La figura de la muerta no se le retiraba. La quería recordar en los tiempos en que alegres, preparaban las fiestas en las celebraciones o cuando acompañaban a los hijos a la escuela. Esa imagen se le desdibujaba y venía la última, un cuerpo disminuido en una cama del hospital y un intento de sonrisa en un rostro contraído.
Entró en el baño. Exigía una limpieza general. Aprovecharía que la rodilla derecha no protestaba por el peso y la cintura respondía dócil a los movimientos. Por suerte, la funeraria quedaba a unas doce cuadras. A paso lento, resistiría la caminata. ¿Cuántos muertos tenía ya este edificio? Se le escapaba la cuenta apartamento por apartamento.

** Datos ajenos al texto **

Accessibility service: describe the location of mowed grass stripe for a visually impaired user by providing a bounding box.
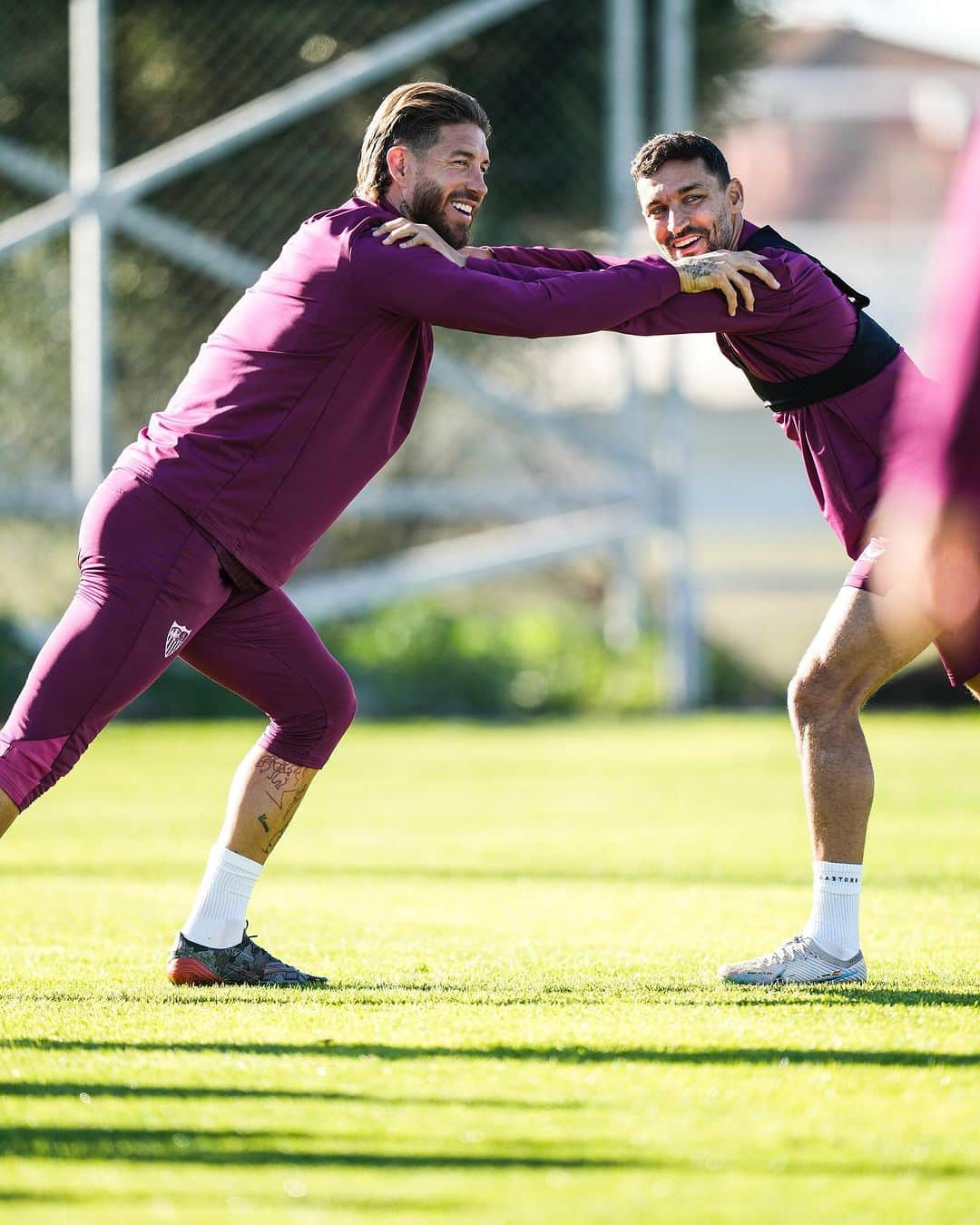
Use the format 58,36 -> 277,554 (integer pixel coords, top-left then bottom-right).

Cuando uno es joven y los muertos no son propios, uno los acepta como la cosa más normal de la vida. En la vejez es distinto. Y más cuando el muerto es solo unos años mayor. Es un anuncio anticipado. Una cerca cerrada.
Brillaban los azulejos, gracias al esfuerzo de la mano derecha adolorida. Si los nietos sintieran esa molestia, seguro que no los mancharían con las manos llenas de grasa, pensó. Ella también manchó azulejos cuando no tenía que blanquearlos. Nadie sabe lo que le espera. Es lo mejor.
La voz de la vecina la extrajo de la meditación. Había recuperado la estridencia chillona característica. En el balcón, escuchó la comunicación: “Ya andan en los trámites de la incineración. No quieren gente en la funeraria. Creo que les dijeron que si no están apurados, enviarán la cajita otro día”.
Entró en la cocina. El pudín, perfecto. Antes del tac de la arrocera, el olor avisaba de la cocción.
Otro sonido alto procedía del balcón. La pequeña del otro apartamento la llamaba. Al fin, había aprendido a decir su nombre. Sonrió. La vida continuaba.